Vanika melihat Aditya yang menyantap beberapa pie dengan lahap. Aditya menyadari bahwa ada seseorang yang memperhatikannya dan menatap gadis itu dengan matanya yang bulat.
“Lapar. Tadi habis dikejar para fans,” ucapnya.
Aditya memang salah satu murid yang terkenal. Dia bergabung di math club sejak tahun pertama dan aktif di perkumpulan itu. Kulitnya berwarna putih susu dan tubuhnya tegap. Ia begitu ramah, terutama kepada para adik kelas. Tidak aneh kalau hampir semua penggemarnya adalah para adik kelas. Bahkan, Aditya memiliki fans club bernama AFC.
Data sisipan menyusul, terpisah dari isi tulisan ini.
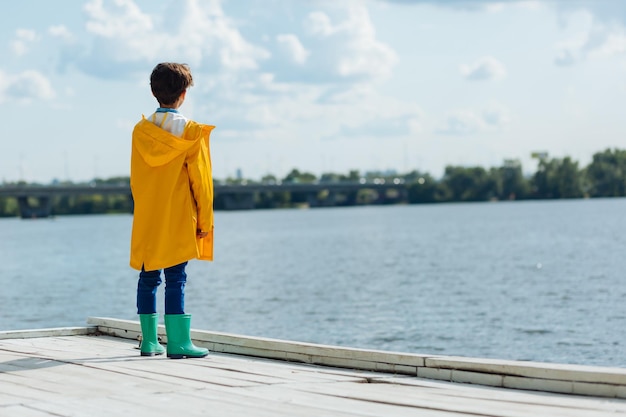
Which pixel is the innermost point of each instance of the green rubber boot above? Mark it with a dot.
(179, 343)
(149, 335)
“Perkumpulan yang namanya AFC? AFC itu singkatan dari apa?” tanya Vanika.
Aditya siap untuk menjawab dengan wajah bangganya
“Aditya…”
“Fried Chicken,” sambung Arvin sambil mengambil salah satu pie dari box yang dipegang Aditya.
“Bukan! Aditya Fans Club,” protes Aditya diikuti tawa Vanika, Arvin dan Akhtar.
“Sssstttttt,” Nanda memberi isyarat dengan jari di depan bibirnya. Isyarat kalau mereka sudah mengganggunya belajar dengan kebisingan yang mereka buat.
“Ish ish, maniak belajar,” ejek Arvin sambil menarik satu kursi yang menganggur dan duduk di atasnya sambil menyantap pie dengan kaki kanannya di atas paha kaki kirinya.
“Sebentar lagi bel istirahat pertama. Dit, nanti antar jualan ke kelas X sama XI ya! Lumayan biar ada daya tarik,” ajak Akhtar kepada laki-laki yang masih asyik duduk di atas lantai itu.
“Ok siap,” jawab Aditya.
Tidak lama kemudian bel istirahat pertama berbunyi dengan nyaring. Sebuah kepala menengok ke dalam.
“Ada Vanika?”
Semua mata tertuju pada Vanika.
“Kamu buat masalah apa sama dia?” tanya Arvin sambil bangkit dari kursinya.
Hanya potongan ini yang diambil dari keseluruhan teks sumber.